The hurricane would also mix the oil and possibly spread it around the Gulf, said Jeff Masters, founder of Weather Underground Inc. in Ann Arbor, Michigan.
The concept of “oil rain” is based on the idea that “micro-droplets” of oil will be small enough to be be sucked into a developing storm. And what is one of the primary methods being used in the Gulf right now? “Dispersants” that break oil into micro-droplets.
These chemicals are an unknown quantity in this spill, says Project Nola.com:
Basically, dispersants work the same way dishwashing liquid works on grease.
When applied at the surface, they break up the oil into tiny droplets, before it’s consumed by micro-organisms.
But it’s never been used 5000 feet below the sea’s surface to try to break up oil before it rises.
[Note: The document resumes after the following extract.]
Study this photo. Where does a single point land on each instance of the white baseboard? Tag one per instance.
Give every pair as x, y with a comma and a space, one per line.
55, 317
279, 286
“This is a real novel new idea that is unique to this one incident to consider injecting dispersents at the sea floor to try to enhance the mitigation, the dispersion at the surface,” says Charlie Henry, a scientist with NOAA.
Another likely problem? That the oil spill will get sucked into a current that could take oil as far north as North Carolina, dropping oil along thousands of miles of new coastline. More from Accuweather:
The Loop Current, located in the southeastern Gulf of Mexico, is a concern, as it links to the Gulf Stream, which carries warm water northward along the Atlantic Seaboard.
In theory, if the oil slick were to get caught in the Loop Current, it could be transported to the Gulf Stream around Florida waters, then up part of the East Coast, potentially impacting wildlife and shoreline communities along the way.
Right now, Bloomberg says winds have changed and are pushing the slick towards Louisiana and its wetlands, instead of towards Florida. At this point, however, in either place, there is little the average person can do with hurricane season looming, except hope the oil leak gets plugged and that the hopeful predictions are true. From mysuncoast.com:
“You can try to support and take action, you can donate money or hours or whatever, but a lot of it is looking at the heavens and praying,” says Lido Key resident Nigel Mould.